Barcelona i PSG przystępowały do meczu w osłabionych składach, ale w niezłej formie. W ekipie Blaugrany brakowało większości tych samych zawodników co w starciu z Realem Sociedad (dokładny opis starcia tutaj). Dobrą wiadomością był natomiast powrót Alejandro Balde. PSG musiało z kolei radzić sobie bez kontuzjowanych Ousmane’a Dembélé i Kvichy Kvaratskhelii. Wszystkie te czynniki stawiały Paryżan w roli lekkiego underdoga. Oczekiwania podsycała pamięć o wcześniejszych starciach obu drużyn w Lidze Mistrzów. Choć równie realny był scenariusz ostrożnej gry, by uniknąć kolejnych strat kadrowych.

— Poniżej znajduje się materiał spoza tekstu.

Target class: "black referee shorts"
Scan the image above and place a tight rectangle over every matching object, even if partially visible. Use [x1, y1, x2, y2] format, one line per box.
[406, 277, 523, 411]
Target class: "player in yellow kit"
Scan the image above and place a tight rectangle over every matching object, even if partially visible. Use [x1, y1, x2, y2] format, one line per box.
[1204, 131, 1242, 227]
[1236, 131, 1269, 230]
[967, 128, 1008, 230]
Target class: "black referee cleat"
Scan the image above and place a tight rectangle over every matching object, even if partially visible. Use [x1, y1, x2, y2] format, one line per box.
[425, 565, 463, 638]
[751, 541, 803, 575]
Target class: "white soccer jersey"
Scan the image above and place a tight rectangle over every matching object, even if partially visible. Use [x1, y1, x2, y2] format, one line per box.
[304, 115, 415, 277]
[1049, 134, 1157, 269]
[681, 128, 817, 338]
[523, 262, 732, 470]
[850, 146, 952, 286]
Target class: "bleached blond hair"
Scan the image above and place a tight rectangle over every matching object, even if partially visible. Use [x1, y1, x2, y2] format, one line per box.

Początek meczu i mocny nacisk Blaugrany
Pierwsze minuty upłynęły pod znakiem mocnego uścisku Barcelony. Świetnie od pierwszych minut wyglądał Lamine Yamal, co nie było oczywiste po niedawnej kontuzji. Na pierwszą konkretną akcję musieliśmy poczekać aż do 12 minuty. Pilkę po dośrodkowaniu z rzutu rożnego uderzał Ilya Zabarnyi, jednak trafił minimalnie ponad poprzeczkę. Chwilę później znakomite podanie zewnętrzna częścią stopy posłał Lamine Yamal, ale Ferran Torres minimalnie chybił przy strzale. W końcu w 19 minucie Estadio Olimpico zadrżało w posadach. Świetną kontrę Barcelony wykończył wślizgiem Ferran Torres. Asystował mu przy tym Marcus Rashford, który już kolejny raz w Lidze Mistrzów pokazał swoją wartość.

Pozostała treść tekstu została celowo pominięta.